The Broil King has discontinued the Broil King Keg and replaced it with the Broil King Keg 5000. Click here to read our review of the BKK 5000.
The Broil King Keg is a high quality kamado cooker, at home in the backyard or hitched to a vehicle. It excels at smoking, roasting, baking and searing thin meats. Many competitive brands charge extra for just about everything but the logo. The Keg, however, comes fully equipped with stand, shelves, extender rack and a ”Multi-tool”. This helps handle the grate and dampers and doubles as an ash rake.
Most kamados are molded ceramic ovens with some type of exterior finish. This is a design that’s been around for thousands of years. One has to take care when handling these heavy ceramics. This is because they can crack and even break apart if dropped or knocked over. BKK uses lightweight, modern fiberglass insulation clad with steel, and a powder coated exterior that remains cool to the touch while cooking.


Construction
The fiberglass body reduces fuel consumption and the durable, lightweight design makes it uniquely suited for mobility when tailgating, competing, or cooking at any outdoor event. In fact Broil King offers an optional trailer hitch for 1 ¼” or 2” hitch receivers. The lid locks shut and side shelves are removable for transport. BK claims their Keg is so fuel efficient it needs only a small, football size pile of charcoal. This is fine for short cooks like chicken and fish. For long cooks, or high temp searing, you’ll need a full load like any other round kamado. This is about half of the BKK fire bowl.

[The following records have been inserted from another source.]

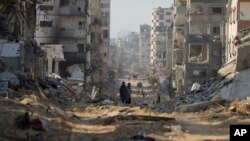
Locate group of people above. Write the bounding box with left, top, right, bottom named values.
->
left=119, top=82, right=132, bottom=104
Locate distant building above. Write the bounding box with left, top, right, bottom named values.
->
left=150, top=7, right=172, bottom=72
left=101, top=0, right=110, bottom=77
left=139, top=24, right=151, bottom=68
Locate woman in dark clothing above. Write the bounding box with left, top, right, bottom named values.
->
left=119, top=82, right=127, bottom=103
left=126, top=83, right=132, bottom=104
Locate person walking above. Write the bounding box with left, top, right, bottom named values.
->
left=126, top=83, right=132, bottom=104
left=156, top=92, right=161, bottom=104
left=119, top=82, right=127, bottom=103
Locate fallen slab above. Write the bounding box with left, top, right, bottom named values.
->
left=176, top=100, right=226, bottom=113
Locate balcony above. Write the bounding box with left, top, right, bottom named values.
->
left=173, top=42, right=184, bottom=50
left=174, top=14, right=186, bottom=26
left=189, top=24, right=209, bottom=34
left=174, top=0, right=187, bottom=7
left=174, top=6, right=186, bottom=14
left=174, top=31, right=185, bottom=40
left=188, top=14, right=224, bottom=23
left=186, top=34, right=210, bottom=43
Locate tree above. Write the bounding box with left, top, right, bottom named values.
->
left=147, top=75, right=158, bottom=86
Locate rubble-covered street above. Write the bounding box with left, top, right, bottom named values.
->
left=1, top=71, right=250, bottom=141
left=1, top=0, right=250, bottom=141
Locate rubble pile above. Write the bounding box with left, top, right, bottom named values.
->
left=154, top=74, right=235, bottom=113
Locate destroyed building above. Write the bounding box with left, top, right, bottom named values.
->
left=0, top=0, right=45, bottom=75
left=100, top=0, right=110, bottom=80
left=172, top=0, right=186, bottom=95
left=184, top=0, right=226, bottom=93
left=218, top=0, right=250, bottom=77
left=35, top=0, right=90, bottom=80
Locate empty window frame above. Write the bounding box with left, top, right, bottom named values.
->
left=189, top=44, right=209, bottom=63
left=40, top=21, right=53, bottom=27
left=212, top=27, right=220, bottom=35
left=212, top=7, right=222, bottom=14
left=60, top=0, right=69, bottom=6
left=192, top=70, right=206, bottom=77
left=78, top=22, right=85, bottom=30
left=39, top=5, right=53, bottom=11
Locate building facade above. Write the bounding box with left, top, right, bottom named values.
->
left=172, top=0, right=186, bottom=95
left=139, top=24, right=151, bottom=68
left=100, top=0, right=110, bottom=79
left=35, top=0, right=90, bottom=79
left=150, top=7, right=172, bottom=72
left=225, top=0, right=250, bottom=64
left=184, top=0, right=226, bottom=93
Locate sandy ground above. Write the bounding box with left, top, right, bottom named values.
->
left=0, top=77, right=250, bottom=141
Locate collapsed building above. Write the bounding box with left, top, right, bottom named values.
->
left=0, top=0, right=45, bottom=76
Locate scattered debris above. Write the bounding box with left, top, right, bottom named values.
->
left=130, top=130, right=155, bottom=141
left=14, top=112, right=49, bottom=132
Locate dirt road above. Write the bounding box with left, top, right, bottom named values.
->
left=0, top=77, right=250, bottom=141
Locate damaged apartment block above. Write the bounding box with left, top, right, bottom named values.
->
left=184, top=0, right=226, bottom=93
left=0, top=0, right=44, bottom=75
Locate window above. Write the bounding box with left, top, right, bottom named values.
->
left=193, top=70, right=206, bottom=77
left=159, top=14, right=164, bottom=20
left=166, top=12, right=171, bottom=15
left=103, top=30, right=109, bottom=38
left=39, top=5, right=53, bottom=11
left=78, top=22, right=84, bottom=30
left=213, top=27, right=220, bottom=34
left=40, top=21, right=53, bottom=27
left=77, top=44, right=85, bottom=52
left=163, top=52, right=166, bottom=59
left=101, top=12, right=110, bottom=17
left=212, top=7, right=222, bottom=14
left=189, top=44, right=209, bottom=63
left=166, top=20, right=171, bottom=23
left=78, top=7, right=81, bottom=12
left=60, top=0, right=69, bottom=6
left=101, top=3, right=110, bottom=8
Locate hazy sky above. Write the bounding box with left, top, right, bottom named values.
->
left=111, top=0, right=173, bottom=38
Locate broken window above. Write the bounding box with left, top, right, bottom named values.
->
left=78, top=22, right=85, bottom=30
left=39, top=5, right=53, bottom=11
left=60, top=0, right=69, bottom=6
left=193, top=70, right=206, bottom=77
left=40, top=21, right=53, bottom=27
left=189, top=44, right=208, bottom=63
left=192, top=5, right=203, bottom=14
left=103, top=30, right=109, bottom=38
left=212, top=7, right=222, bottom=14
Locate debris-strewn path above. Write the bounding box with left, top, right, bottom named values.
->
left=1, top=75, right=250, bottom=141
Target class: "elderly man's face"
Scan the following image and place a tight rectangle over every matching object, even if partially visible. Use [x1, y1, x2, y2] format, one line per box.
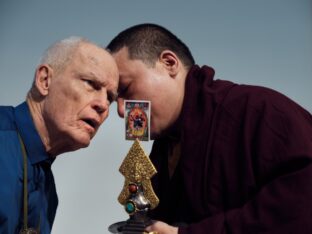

This steel cooker was originally The Bubba Keg, then The Big Steel Keg. This was until it was bought by Onward Manufacturing/Broil King in 2010 and renamed The Broil King Keg. The interior is almost exactly the same size as the Large Big Green Egg and many BGE accessories fit it, although Broil King makes plenty of their own including an excellent heavy duty rib rack that doubles as a roasting rack. Their unique Diffuser Kit is a drip pan with porcelain coating that rests in a cradle below the grate to catch drippings for gravy and help create indirect heat. You can also place it upside down on the primary grate with a pizza stone on top to moderate heat on pizza crust and brown pizza toppings by bringing them closer to radiant heat from the dome.
Broil King Keg Features
The 2-position, heavy coated cast iron grate can easily be lifted – hot or cold – with the Muilti-tool to remove or reposition it closer to or farther from the coal bed. A plated steel rod extender rack on a steel post provides additional cooking capacity. The post pops into mounting holes in the primary cast iron grate. You can swing it out of the way or remove it as needed. Cast iron grates aren’t our favorite because they brand meats with brown stripes from direct contact with the iron, (conduction heat), making it hard to get an even brown crust.
The notched rim of the round grate, which facilitates the 2-position design, and mounting holes for the extender grate likely led to the choice of molded cast iron. However, Broil King wisely reduced food contact with the conductive iron by making the grate rails come to sharp points rather than flat or rounded bars. Watch out though. When cranking the Keg to Mach 10 for steaks, these sharp edged grates can sear through your meat surface like red hot blades, (see below). Not necessarily a bad thing, but to avoid this effect, flip meat like crazy for the first few minutes until crust begins to develop.

Damper
The top damper is heavy coated cast iron with numbered settings: a useful feature. Even better, it’s the only damper we’ve seen on a kamado that doesn’t move when you open the lid. The lower stainless steel damper is a plate that slides left to right over the air intake vent. Instead of the typical felt insulation to seal the lid, BKK used a single, thick fiberglass strip on the dome only.
Two removable, black resin shelves with BBQ tool hooks are held in place on spring loaded pins and, fitting for a cooker once named Bubba, there are two bottle openers mounted under the hood handle.
Broil King Keg and 2-Zone Cooking
Like most kamados, you cannot set the Broil King Keg up for true 2-zone cooking, an essential technique easily done on other charcoal grills by piling coal to one side to create a direct and indirect zone simultaneously. One useful device that is a match made in heaven for any kamado is the BBQ Dragon. It is a well-made, battery operated, clip on, variable speed fan that can convert a charcoal bed from quiet gray to rip roaring red hot in a matter of minutes. Very good for switching gears from low and slow to searing hot. If you want to cook on 2-zones simultaneously, pick up an inexpensive kettle or hibachi for the hot direct zone and use the Keg for indirect. Click here to read more about Kamado and Ceramic Grills and Smokers.
The Keg came in excellent packaging with unpacking instructions printed on the box. We quickly removed the outer box and found The Keg nestled safely in molded Styrofoam with an instruction manual conveniently inserted right on top.
Our Review
This is a beautifully designed, well-made cooker. It comes standard with some very useful features that must be ordered ala carte from other manufacturers. It’s mobile, durable, effective, built to last and offers a lot for the price tag. The Broil King Keg has a 10 year warranty on the main body and stand. It has a two years on everything else.
Our test unit was provided by Broil King.